The central government took a big decision on Tuesday (10 March). The government has approved important changes in the Foreign Direct Investment (FDI) policy regarding investments coming from countries sharing land borders with India. This decision was taken in the Union Cabinet meeting chaired by Prime Minister Narendra.
The central government says that this will encourage foreign investment in startup, deep-tech and manufacturing sectors and strengthen India’s participation in the global supply chain. Apart from China, Bangladesh, Pakistan, Bhutan, Nepal, Myanmar and Afghanistan share their borders with India.
The government had made rules in 2020
The Cabinet has made partial amendments in the strict provisions implemented under Press Note-3 (2020). During the Covid-19 pandemic, in April 2020, the government had made a rule that if any company or investor from any country bordering India wants to invest in India, it would be mandatory for it to take government approval (Government Route). Its purpose was to prevent cheap acquisitions of Indian companies during the pandemic.
What’s in the new policy
Now a clear definition of Beneficial Owner i.e. actual owner has been added in the new policy. This definition will be in accordance with the Prevention of Money Laundering Rules, 2005. According to the new provision, if an investor from a country sharing a land border has a non-controlling stake of up to 10 percent in an investor, then such investment can be allowed under the automatic route. However, for this the concerned Indian company will have to report all the details related to the investment to the government.
The government has also set a fast-track approval process for investment in some strategic manufacturing sectors. It will be mandatory to approve or decide within 60 days the proposals coming in areas like electronic components, electronic capital goods, capital goods, polysilicon and ingot-wafer. In these projects, majority control of the company will remain with Indian citizens or Indian institutions.
investment process will be faster
The government believes that due to existing regulations, many global investment funds—especially private equity and venture capital funds—were reluctant to invest in India, as their investment framework includes investors from multiple countries. The new system will provide clarity to such investments and speed up the investment process.
- In 2020, strict rules were imposed on investment from neighboring countries including China.

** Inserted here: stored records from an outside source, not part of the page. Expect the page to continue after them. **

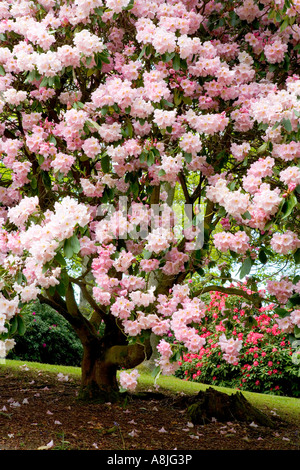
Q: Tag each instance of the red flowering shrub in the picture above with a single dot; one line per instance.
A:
(264, 362)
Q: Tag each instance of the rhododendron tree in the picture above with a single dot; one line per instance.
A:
(108, 106)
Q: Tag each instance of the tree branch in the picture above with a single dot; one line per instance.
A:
(254, 299)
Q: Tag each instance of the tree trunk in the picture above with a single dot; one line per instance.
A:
(98, 376)
(223, 407)
(100, 365)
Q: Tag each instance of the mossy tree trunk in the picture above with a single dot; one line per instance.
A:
(103, 355)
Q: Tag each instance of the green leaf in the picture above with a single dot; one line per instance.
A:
(75, 243)
(60, 259)
(188, 157)
(21, 325)
(289, 206)
(176, 62)
(150, 158)
(262, 256)
(287, 125)
(71, 246)
(246, 267)
(297, 256)
(281, 312)
(13, 325)
(105, 163)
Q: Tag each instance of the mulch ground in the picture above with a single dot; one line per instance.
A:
(41, 411)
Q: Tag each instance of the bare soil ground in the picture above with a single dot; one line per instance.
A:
(38, 411)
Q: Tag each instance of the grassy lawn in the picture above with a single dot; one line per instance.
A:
(286, 407)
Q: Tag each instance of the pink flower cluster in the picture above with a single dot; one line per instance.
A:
(282, 289)
(129, 380)
(230, 348)
(237, 242)
(284, 243)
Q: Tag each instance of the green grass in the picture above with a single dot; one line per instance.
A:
(286, 407)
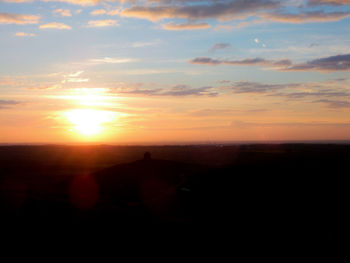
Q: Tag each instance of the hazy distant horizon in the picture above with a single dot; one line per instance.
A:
(218, 143)
(155, 72)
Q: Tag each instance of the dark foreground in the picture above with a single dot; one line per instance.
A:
(286, 192)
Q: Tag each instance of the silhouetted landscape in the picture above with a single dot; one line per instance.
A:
(293, 191)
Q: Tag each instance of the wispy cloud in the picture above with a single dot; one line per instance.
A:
(62, 12)
(55, 25)
(176, 91)
(9, 18)
(327, 64)
(102, 23)
(328, 2)
(23, 34)
(214, 9)
(244, 62)
(334, 103)
(98, 12)
(185, 26)
(307, 17)
(6, 103)
(77, 2)
(219, 46)
(108, 60)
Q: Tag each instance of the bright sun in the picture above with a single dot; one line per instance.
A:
(89, 122)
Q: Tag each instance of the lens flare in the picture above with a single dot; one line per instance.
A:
(89, 122)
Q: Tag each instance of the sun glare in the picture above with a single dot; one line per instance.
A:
(89, 122)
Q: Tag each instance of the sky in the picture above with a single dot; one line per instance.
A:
(174, 71)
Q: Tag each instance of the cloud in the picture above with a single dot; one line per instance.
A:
(223, 112)
(334, 103)
(23, 34)
(108, 60)
(176, 91)
(219, 46)
(102, 23)
(16, 1)
(222, 10)
(333, 63)
(185, 26)
(8, 18)
(54, 25)
(327, 64)
(77, 2)
(98, 12)
(329, 2)
(323, 90)
(62, 12)
(7, 103)
(307, 17)
(255, 87)
(244, 62)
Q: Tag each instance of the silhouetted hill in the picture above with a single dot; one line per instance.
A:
(292, 191)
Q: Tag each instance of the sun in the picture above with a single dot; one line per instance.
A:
(89, 122)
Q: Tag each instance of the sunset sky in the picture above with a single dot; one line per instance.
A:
(174, 71)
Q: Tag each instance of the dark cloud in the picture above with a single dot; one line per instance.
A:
(329, 2)
(306, 17)
(222, 10)
(334, 103)
(244, 62)
(327, 64)
(185, 26)
(299, 95)
(333, 63)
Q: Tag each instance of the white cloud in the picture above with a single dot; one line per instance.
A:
(55, 25)
(23, 34)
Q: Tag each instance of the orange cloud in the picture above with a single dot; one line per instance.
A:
(307, 17)
(62, 12)
(8, 18)
(102, 23)
(23, 34)
(55, 25)
(76, 2)
(98, 12)
(185, 26)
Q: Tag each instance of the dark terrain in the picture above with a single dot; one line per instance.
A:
(281, 191)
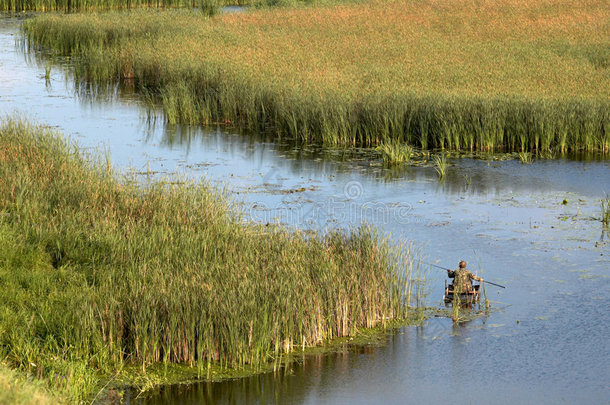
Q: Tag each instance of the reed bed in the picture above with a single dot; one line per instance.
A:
(492, 75)
(605, 205)
(15, 389)
(97, 273)
(210, 7)
(440, 165)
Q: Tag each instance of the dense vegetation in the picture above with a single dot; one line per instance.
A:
(97, 273)
(209, 6)
(504, 75)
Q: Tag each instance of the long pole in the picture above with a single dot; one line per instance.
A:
(444, 268)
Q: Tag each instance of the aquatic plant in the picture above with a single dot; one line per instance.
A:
(605, 218)
(100, 272)
(255, 70)
(18, 389)
(395, 153)
(525, 157)
(209, 7)
(440, 165)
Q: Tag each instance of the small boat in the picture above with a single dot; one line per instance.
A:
(465, 298)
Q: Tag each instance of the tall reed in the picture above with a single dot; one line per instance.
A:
(440, 165)
(99, 272)
(507, 75)
(605, 218)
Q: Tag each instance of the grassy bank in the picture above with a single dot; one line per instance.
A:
(16, 389)
(99, 275)
(98, 5)
(501, 75)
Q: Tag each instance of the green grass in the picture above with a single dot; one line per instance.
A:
(17, 389)
(525, 157)
(440, 165)
(209, 7)
(605, 218)
(99, 273)
(501, 75)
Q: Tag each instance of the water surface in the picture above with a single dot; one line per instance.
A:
(545, 340)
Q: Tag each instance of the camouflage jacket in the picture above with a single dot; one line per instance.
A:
(462, 279)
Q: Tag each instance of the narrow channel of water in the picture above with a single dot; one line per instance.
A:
(546, 337)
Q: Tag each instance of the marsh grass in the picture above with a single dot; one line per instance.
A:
(17, 389)
(505, 75)
(440, 165)
(395, 153)
(99, 273)
(605, 205)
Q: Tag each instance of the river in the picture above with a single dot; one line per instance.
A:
(545, 339)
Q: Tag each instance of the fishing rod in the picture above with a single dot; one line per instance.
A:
(444, 268)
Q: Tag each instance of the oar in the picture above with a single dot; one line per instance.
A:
(444, 268)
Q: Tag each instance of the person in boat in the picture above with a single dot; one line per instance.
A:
(462, 278)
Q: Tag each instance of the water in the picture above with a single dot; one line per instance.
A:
(545, 339)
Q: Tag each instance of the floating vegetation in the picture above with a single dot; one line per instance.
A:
(254, 70)
(99, 273)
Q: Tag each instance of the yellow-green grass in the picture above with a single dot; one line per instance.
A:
(209, 6)
(98, 274)
(504, 75)
(18, 389)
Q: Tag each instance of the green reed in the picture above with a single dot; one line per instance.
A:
(525, 157)
(440, 165)
(78, 5)
(395, 153)
(98, 272)
(240, 69)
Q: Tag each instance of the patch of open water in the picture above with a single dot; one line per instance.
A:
(546, 338)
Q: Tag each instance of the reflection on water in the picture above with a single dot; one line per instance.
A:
(544, 340)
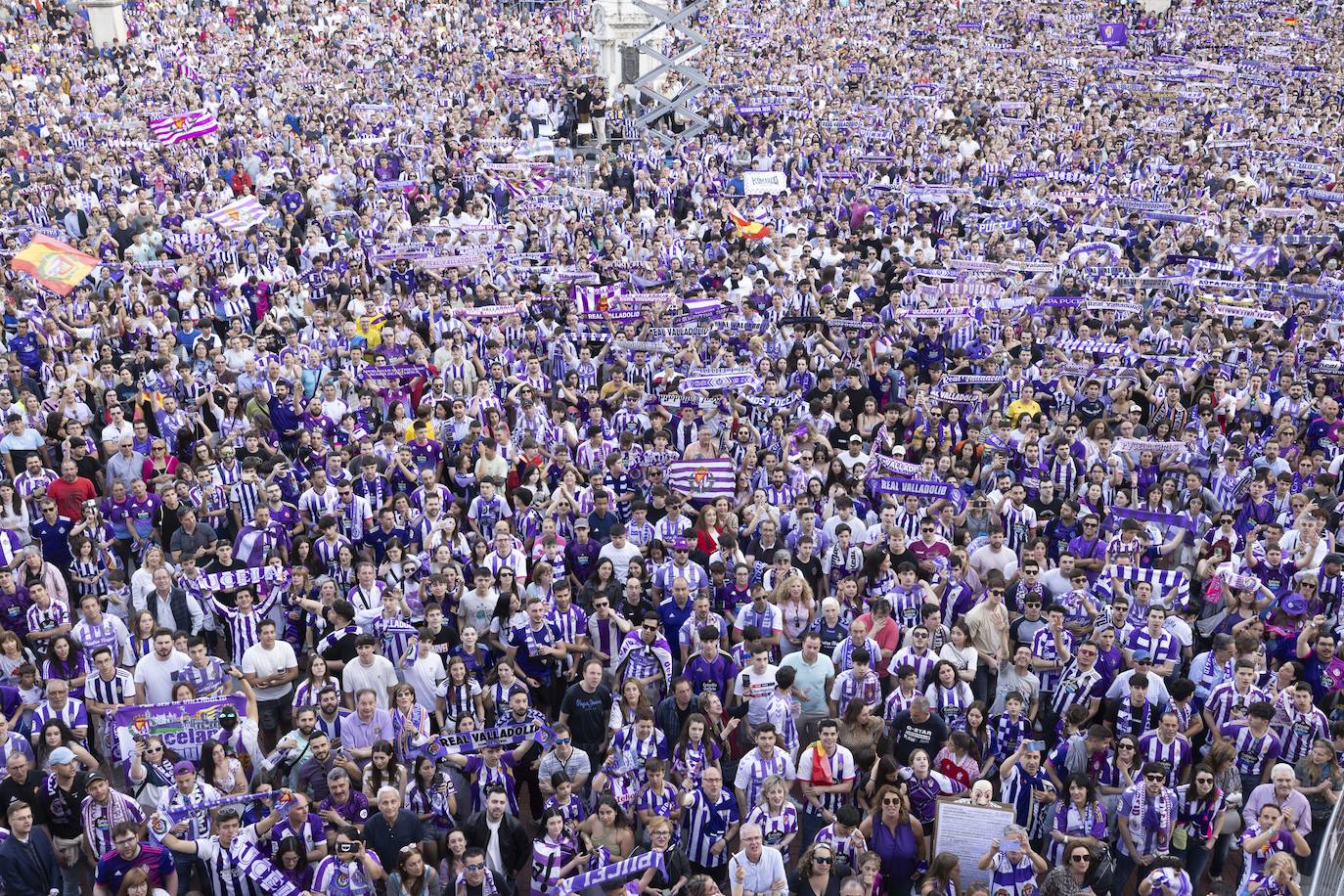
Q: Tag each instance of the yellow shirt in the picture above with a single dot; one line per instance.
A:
(1020, 407)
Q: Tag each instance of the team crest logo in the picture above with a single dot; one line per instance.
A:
(58, 266)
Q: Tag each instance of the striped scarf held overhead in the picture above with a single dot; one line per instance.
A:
(1165, 582)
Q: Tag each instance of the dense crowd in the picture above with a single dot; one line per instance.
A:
(547, 501)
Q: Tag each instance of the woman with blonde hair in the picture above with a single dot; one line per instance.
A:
(793, 597)
(1276, 878)
(816, 872)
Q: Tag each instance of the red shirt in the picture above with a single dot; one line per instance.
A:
(68, 496)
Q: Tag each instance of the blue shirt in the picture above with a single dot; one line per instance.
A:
(56, 540)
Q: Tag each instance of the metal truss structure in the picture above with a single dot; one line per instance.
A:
(672, 28)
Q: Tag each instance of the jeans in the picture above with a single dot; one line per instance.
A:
(984, 684)
(1124, 870)
(1196, 859)
(1221, 846)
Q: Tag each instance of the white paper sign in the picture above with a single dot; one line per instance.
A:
(965, 830)
(757, 183)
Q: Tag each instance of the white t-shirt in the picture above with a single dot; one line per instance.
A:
(380, 676)
(758, 690)
(157, 676)
(266, 664)
(476, 610)
(620, 559)
(425, 676)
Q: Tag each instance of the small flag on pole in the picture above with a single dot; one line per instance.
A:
(186, 125)
(186, 68)
(243, 214)
(53, 263)
(747, 229)
(707, 478)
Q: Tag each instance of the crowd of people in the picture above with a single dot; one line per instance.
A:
(531, 488)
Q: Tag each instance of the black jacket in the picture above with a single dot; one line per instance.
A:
(515, 845)
(29, 872)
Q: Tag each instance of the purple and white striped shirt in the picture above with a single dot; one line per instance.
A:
(1175, 754)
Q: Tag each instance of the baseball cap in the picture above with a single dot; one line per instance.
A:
(1293, 605)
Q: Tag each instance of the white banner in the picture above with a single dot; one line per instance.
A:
(757, 183)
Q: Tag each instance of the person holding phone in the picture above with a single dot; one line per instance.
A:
(349, 861)
(1012, 863)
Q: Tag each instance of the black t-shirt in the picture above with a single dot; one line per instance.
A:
(588, 713)
(811, 569)
(64, 806)
(909, 735)
(445, 640)
(28, 791)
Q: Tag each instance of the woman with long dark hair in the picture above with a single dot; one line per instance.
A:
(898, 837)
(1199, 819)
(1078, 820)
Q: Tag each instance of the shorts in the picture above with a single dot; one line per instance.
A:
(274, 715)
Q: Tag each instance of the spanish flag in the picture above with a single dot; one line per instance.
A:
(57, 266)
(746, 229)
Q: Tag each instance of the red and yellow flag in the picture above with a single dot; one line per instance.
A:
(57, 266)
(747, 229)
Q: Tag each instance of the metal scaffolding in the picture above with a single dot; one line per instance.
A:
(672, 29)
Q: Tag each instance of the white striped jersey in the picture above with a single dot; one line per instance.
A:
(840, 767)
(706, 823)
(1016, 791)
(1298, 730)
(776, 828)
(780, 712)
(1226, 704)
(198, 823)
(754, 769)
(1176, 754)
(1253, 754)
(244, 628)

- Now investments with non-controlling stake up to 10% can get the automatic route.
- Investment proposals in some manufacturing sectors will be approved or rejected within 60 days.
- Objective: To increase investment, bring technology and connect India with the global supply chain.
Foreign investment will increase in India
According to the central government, these changes will increase foreign investment in India, provide access to new technologies and expand the capacity of domestic companies. Also, manufacturing in sectors like electronics, capital goods and solar value-chain will get a boost and India will get a strong position in the global supply chain. The government says that increasing foreign investment will also accelerate the goal of self-reliant India and support the economic growth of the country.